И кажется, что Платонов вот так же – обнаженным сердцем – прикасается к жизни, и именно поэтому зрит в корень, проникает вглубь явлений, чтобы вытянуть на свет нагое зерно библейской истины. И эта истина – казалось бы, незамысловато простая – оказывается кратчайшим расстоянием к сердцу читателя, которое, как будто обнажается в ответ. Из-за этой концентрированной мудрости о человеке, поданной в чистом виде, и возникает перекличка с Новым Заветом. Конечно, она возникает и при чтении Булгакова – в особенности, «Мастера и Маргариты». Но здесь перед нами предстает восприятие Библии, даже воспроизведение её, прежде всего как объекта культуры и в рамках высокой культуры. Если угодно, это и есть рефлексия человека культуры на библейскую тему, и подход автора культурологичен уже по самой сути. Это своего рода Новый Завет, в оправе авторской этики и эстетики. Любая сюжетная линия здесь исторична и насыщена религиозно-философскими референциями. Так, например, незабываемая история о высшем сострадании, проявленном Маргаритой, – история Фриды – основана, как известно, на реальном историческом материале (прототипом Фриды являются две женщины – Фрида Келлер из Швейцарии и Кониецко из Силезии). И хотя сам акт милосердия Маргариты спонтанен, как и катарсис, испытанный Ивановым в «Возвращении» («Дух перехватило у Маргариты, и она уж хотела выговорить заветные и приготовленные в душе слова, как вдруг побледнела, раскрыла рот и вытаращила глаза. “Фрида! Фрида! Фрида! – прокричал ей в уши чей-то назойливый, молящий голос. – Меня зовут Фрида!”» [Булгаков 1988: 541]), но он сопровождается ещё и осмыслением, присущим культурному человеку, который знает, что его счеты с самим собой, угрызения его совести нестерпимее потери личного счастья: «Я легкомысленный человек. Я попросила Вас за Фриду только потому, что имела неосторожность подать ей твердую надежду. Она ждет, мессир, она верит в мою мощь. И если она останется обманутой, я попаду в ужасное положение. Я не буду иметь покоя всю жизнь. Ничего не поделаешь! Так уж вышло» [Булгаков 1988: 552].

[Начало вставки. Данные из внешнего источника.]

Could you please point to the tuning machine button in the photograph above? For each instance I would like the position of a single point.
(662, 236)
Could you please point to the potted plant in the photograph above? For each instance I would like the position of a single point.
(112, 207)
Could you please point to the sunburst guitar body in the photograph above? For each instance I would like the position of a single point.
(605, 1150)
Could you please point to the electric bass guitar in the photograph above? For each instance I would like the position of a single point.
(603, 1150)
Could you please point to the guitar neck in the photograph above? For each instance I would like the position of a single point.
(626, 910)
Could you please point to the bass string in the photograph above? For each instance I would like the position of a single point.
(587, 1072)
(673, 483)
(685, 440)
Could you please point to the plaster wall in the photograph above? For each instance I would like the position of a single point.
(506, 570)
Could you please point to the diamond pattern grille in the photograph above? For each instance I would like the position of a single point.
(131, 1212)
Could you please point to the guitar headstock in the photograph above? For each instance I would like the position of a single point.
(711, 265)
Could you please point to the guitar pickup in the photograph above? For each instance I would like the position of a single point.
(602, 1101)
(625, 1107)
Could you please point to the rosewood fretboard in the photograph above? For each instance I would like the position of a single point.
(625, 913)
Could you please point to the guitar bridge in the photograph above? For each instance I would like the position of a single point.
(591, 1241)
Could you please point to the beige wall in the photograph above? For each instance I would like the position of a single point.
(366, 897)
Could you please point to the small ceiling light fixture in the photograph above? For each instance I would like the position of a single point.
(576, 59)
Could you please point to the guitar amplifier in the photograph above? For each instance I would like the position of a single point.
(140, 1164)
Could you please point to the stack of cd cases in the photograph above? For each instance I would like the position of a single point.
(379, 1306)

У Платонова же в «Возвращении» мудрость не является следствием культуры, а возникает перед читателем просто и неизбежно. Как явление природы – частью которой является и человек. От неё нельзя уйти, её невозможно превратно истолковать. Она раздета, она лишена булгаковских культурных отсылок: «Единственное, что могло утешить и развлечь сердце человека, было сердце другого человека»; Маша «доверилась Иванову по доброте сердца, не думая более ни о чем»; мысли Иванова до катарсиса: «Вся любовь происходит из нужды и тоски; если бы человек ни в чем не нуждался и не тосковал, он никогда не полюбил бы другого человека»; и неожиданно – сам катарсис, когда «прежде он чувствовал другую жизнь через преграду самолюбия и собственного интереса, а теперь внезапно коснулся ее обнажившимся сердцем» [Платонов 1971: 25, 39, 42]. Таким образом, весь сюжет «Возвращения» – это тоже в полном смысле новозаветная история – о жалости и милосердии, о преодолении себя на пути к другому, то есть о любви в высшем смысле. И она словно пропитана самой природой человека, как булгаковский текст пропитан культурой.

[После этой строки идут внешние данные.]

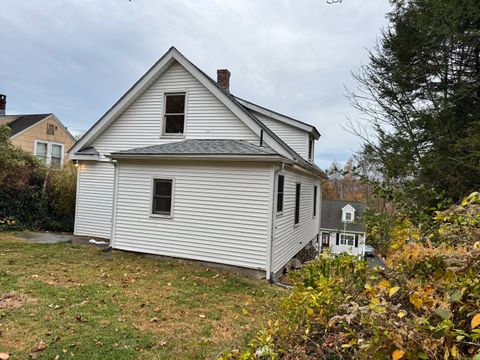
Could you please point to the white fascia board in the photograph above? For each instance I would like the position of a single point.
(201, 157)
(74, 156)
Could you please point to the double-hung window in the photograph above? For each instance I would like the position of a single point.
(280, 189)
(56, 155)
(311, 148)
(347, 239)
(297, 202)
(162, 197)
(174, 118)
(49, 153)
(41, 152)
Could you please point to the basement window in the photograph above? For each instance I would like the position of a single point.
(174, 118)
(162, 197)
(281, 186)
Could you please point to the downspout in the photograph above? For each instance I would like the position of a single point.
(114, 204)
(274, 216)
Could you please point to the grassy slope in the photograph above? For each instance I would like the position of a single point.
(86, 304)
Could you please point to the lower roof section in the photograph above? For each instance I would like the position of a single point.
(202, 147)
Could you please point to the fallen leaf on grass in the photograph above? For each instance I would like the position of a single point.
(41, 345)
(397, 354)
(475, 321)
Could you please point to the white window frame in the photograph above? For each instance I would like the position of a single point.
(347, 213)
(49, 151)
(297, 224)
(348, 209)
(164, 109)
(152, 189)
(311, 154)
(345, 239)
(283, 195)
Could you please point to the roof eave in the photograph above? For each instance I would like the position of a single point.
(239, 157)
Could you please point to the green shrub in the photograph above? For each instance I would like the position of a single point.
(424, 305)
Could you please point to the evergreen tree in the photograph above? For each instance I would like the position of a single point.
(421, 92)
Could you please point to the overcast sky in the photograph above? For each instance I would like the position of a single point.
(75, 58)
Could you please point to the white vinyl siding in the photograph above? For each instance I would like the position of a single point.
(141, 123)
(220, 213)
(290, 238)
(294, 137)
(94, 199)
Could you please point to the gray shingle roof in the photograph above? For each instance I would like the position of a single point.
(331, 215)
(202, 147)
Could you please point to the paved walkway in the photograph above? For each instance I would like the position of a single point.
(54, 238)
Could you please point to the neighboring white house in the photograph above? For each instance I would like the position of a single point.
(342, 227)
(181, 167)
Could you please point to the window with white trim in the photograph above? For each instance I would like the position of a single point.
(280, 189)
(348, 217)
(311, 147)
(174, 117)
(297, 202)
(41, 151)
(162, 197)
(49, 153)
(347, 239)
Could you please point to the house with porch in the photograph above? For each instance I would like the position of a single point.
(342, 227)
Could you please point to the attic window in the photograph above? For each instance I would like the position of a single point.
(174, 119)
(50, 129)
(348, 217)
(348, 214)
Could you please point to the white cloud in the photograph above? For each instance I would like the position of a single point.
(76, 58)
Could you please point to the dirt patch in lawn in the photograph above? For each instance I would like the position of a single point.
(12, 301)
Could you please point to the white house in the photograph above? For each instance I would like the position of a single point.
(181, 167)
(342, 227)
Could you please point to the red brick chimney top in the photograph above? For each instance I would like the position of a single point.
(223, 79)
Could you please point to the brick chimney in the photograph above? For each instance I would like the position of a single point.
(3, 104)
(223, 79)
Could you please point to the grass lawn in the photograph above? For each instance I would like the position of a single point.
(77, 302)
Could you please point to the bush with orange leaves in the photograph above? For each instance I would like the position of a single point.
(424, 305)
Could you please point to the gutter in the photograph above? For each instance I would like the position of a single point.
(198, 157)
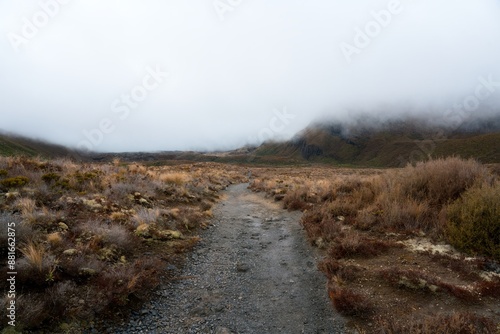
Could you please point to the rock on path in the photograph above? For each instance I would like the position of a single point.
(253, 272)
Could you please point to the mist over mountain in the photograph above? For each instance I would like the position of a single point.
(370, 141)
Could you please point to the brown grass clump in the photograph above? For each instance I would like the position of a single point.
(35, 254)
(349, 303)
(178, 179)
(474, 221)
(76, 228)
(351, 244)
(456, 323)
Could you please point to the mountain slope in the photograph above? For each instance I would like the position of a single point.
(16, 145)
(393, 144)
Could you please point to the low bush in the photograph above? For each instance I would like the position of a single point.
(14, 182)
(457, 323)
(349, 303)
(474, 221)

На этих предварительных замечаниях приходится остановиться, хотя очевидно, что тема этим нисколько не исчерпана. Тем не менее, намеченный путь сравнительной характеристики «культурологических» и «природных» текстов (авторских подходов), как и самих литературных героев, представляется продуктивным. Подобно тому, как Искандер, пусть спорно, но захватывающе, делит всю литературу на «литературу дома» (Пушкин, Толстой, Ахматова) и «литературу бездомья» (Лермонтов, Достоевский, Цветаева) [Искандер 1999: 342], можно предпринять и широкомасштабную классификацию по принципу «природа – культура», пунктирно обозначенную в нашей статье. Но это, безусловно, требует отдельного обширного исследования.